第6話 キャンパスライフ

 人間は老化して身体が衰えていき、脳も衰えていきます。異常なこととわかっておりますが、わたくしは身体も脳も衰えません。

 もちろん人並みはずれたすぐれた脳を持っているわけではありませんから、千年の記憶を蔵することはできません。多くを忘れます。定子様と過ごした宮中の日々はもう霞のようでございます。あの頃、わたくしは老化しないことを懸命に隠しておりました。定子様が亡くなって哀しかった一方、これで宮中を離れられるとほっとしたことを憶えております。

 話はキャンパスライフのことに戻ります。

 三段の君とはときどきお茶をしております。わたくしも棋界のことを少しはわかるようになってまいりました。

 毎年二回三段リーグが催され、リーグの上位二人だけが四段に昇進できるそうです。三段の方々は三十人。若き将棋の俊才たちがプロをめざして狭き門を争うわけですから、熾烈を極める戦いとなります。

 我が三段の君は好調に勝ち続けていると言います。きみと会ってから調子がいいなどと言われると、悪い気はいたしません。

 しかしこの朴念仁、いっこうに告白をしませんし、手を握ることもありません。ひたすらに清くおしゃべりをしております。まぁよいでしょう。お話を聞くのは大好きです。棋界の話を興味深く伺っております。

 問題は栗原教授です。学部も違うというのに、再会してから後、たびたび話しかけられるようになりました。

 食事に誘われたりして、お断りするのがたいへんです。

 かなりわたくしにご執心のようです。

 結婚しているくせに。

 栗原教授とは同じ大学にいるのですから、まったく無視し続けるのもむずかしい。教授はまずまずわたくし好みの男性です。今は四十代前半ぐらいで、知性がお顔ににじみ出ています。表情が少し憂いを帯びているのも好ましい。中年太りすることもなく、痩せています。

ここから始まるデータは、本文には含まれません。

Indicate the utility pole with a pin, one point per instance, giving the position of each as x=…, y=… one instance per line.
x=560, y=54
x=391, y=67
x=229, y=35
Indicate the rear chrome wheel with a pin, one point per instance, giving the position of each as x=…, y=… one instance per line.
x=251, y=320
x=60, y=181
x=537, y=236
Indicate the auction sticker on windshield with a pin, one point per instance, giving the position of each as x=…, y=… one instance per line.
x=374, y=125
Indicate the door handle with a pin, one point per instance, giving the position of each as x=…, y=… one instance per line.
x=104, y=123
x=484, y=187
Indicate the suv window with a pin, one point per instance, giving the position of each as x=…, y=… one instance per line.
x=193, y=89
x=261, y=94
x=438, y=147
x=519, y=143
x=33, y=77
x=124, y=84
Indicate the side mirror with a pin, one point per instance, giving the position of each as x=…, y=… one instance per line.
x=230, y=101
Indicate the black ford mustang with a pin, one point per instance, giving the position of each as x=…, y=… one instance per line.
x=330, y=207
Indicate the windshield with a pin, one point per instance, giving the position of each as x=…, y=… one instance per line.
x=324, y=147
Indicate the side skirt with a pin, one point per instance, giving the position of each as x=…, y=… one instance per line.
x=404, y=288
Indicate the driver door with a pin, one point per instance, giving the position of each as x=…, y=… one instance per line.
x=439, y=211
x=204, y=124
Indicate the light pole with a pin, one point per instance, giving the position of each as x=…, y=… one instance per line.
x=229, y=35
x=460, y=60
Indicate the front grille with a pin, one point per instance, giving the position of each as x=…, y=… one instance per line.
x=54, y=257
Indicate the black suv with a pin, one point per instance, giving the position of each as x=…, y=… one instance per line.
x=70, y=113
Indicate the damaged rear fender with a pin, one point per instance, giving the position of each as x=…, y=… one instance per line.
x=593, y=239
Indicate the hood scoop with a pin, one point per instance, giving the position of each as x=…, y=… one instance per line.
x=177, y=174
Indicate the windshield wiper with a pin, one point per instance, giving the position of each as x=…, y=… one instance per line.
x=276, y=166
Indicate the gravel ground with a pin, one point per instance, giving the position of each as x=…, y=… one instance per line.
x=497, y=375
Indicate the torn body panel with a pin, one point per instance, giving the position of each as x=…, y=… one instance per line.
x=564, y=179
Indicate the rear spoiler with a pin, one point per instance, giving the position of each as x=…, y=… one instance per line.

 何度も誘われて断り切れず、ついにわたくしは彼と食事に行くことにしました。

 かなり高そうな料亭に連れていってくださいました。

 懐石料理をいただき、お酒を飲みながら、話をしました。

「僕は若い頃、きみと瓜二つの人と、自給自足をして暮らしている団体で知り合ったんだ」

 知っています。それ、わたくしのことですから。おくびにも出しませんけれど。

「その人は僕の恋人だったんだ」

 知っています。神妙に聞いているふりをしておりますが、栗原教授の顔が立派な大人の男性とは思えないほど恥ずかしげで、可笑しくて笑ってしまいそうです。

「それで、先生はわたくしをその人の代わりにでもしようとしているのですか」と意地悪を言いました。

「いや、そんな」先生は一瞬言い淀みましたが、「いや、そういうことだな」と言いました。

「僕は真美子さんにふられたんだ。自給自足の会の主催者が僕の父親で、折り合いが悪く、僕は出て行かざるを得なかった。真美子さんは残ることを選んだ」

 知っていますとも。でも知らないふりをして聞くしかありません。

「真美子さんとやり直したかった」

「でもわたしはその真美子さんではありません」

「それはわかっている。きみは二十年前の真美子さんとそっくりで、今は真美子さんはもっと老けているだろうからね。しかしだからこそ、僕の心は二十年前に引き戻されて、火がついてしまった」

「先生はご結婚されているのでしょう?」

「ああ、妻は元気で、子どもが一人いる。小学生の女の子だよ」

「ではわたくしとつきあうわけにはいかないのでは」

「恋愛感情なんて抱いたのは本当に久しぶりだよ。この気持ちはどうしようもない」

「残念ですが、わたくしは先生に恋してはおりません」

「本当に残念だよ」

 先生はくいっとおちょこを干されました。わたくしはお酌をしました。お酒は純米吟醸で、芳醇な香りが立ち昇ります。

「きみは美味しいものは好きじゃないか?」

「美味しいものを嫌いな人などいるでしょうか」

「この店の味はどうだ」

「とても美味しいと思います。お刺身は絶品でした」

「天ぷらもいいだろう」

「ええ」

「ときどき僕とごはんを食べないか」

 栗原教授と美味しいものを食べるのは楽しそうです。現に今わたくしは悪くない気分です。わたくしは快楽には弱いのです。

「恋愛抜きでなら」

「それでいい」

 若い頃の栗原聡様ならしなかったずるい笑みをなさりました。

 ずるさではわたくしも負けません。せいぜい美味しいものをいただくことといたしましょう。

 二次会は地下の酒蔵のようなバーに行きました。オンザロックを飲みながら、教授はわたくしのプライバシーを聞きたがりました。わたくしははぐらかし続けて、住んでいるところも、生い立ちも教えませんでした。文学と歴史が好きなことぐらいを話しました。

「では今度は文学談義でもしよう。自給自足の会には図書室があってね。僕はそこの本をほとんど読破していたんだ」

 知っていますって。

 でもわたくしは知らないふりをして、ふふっと微笑みました。本当になつかしい。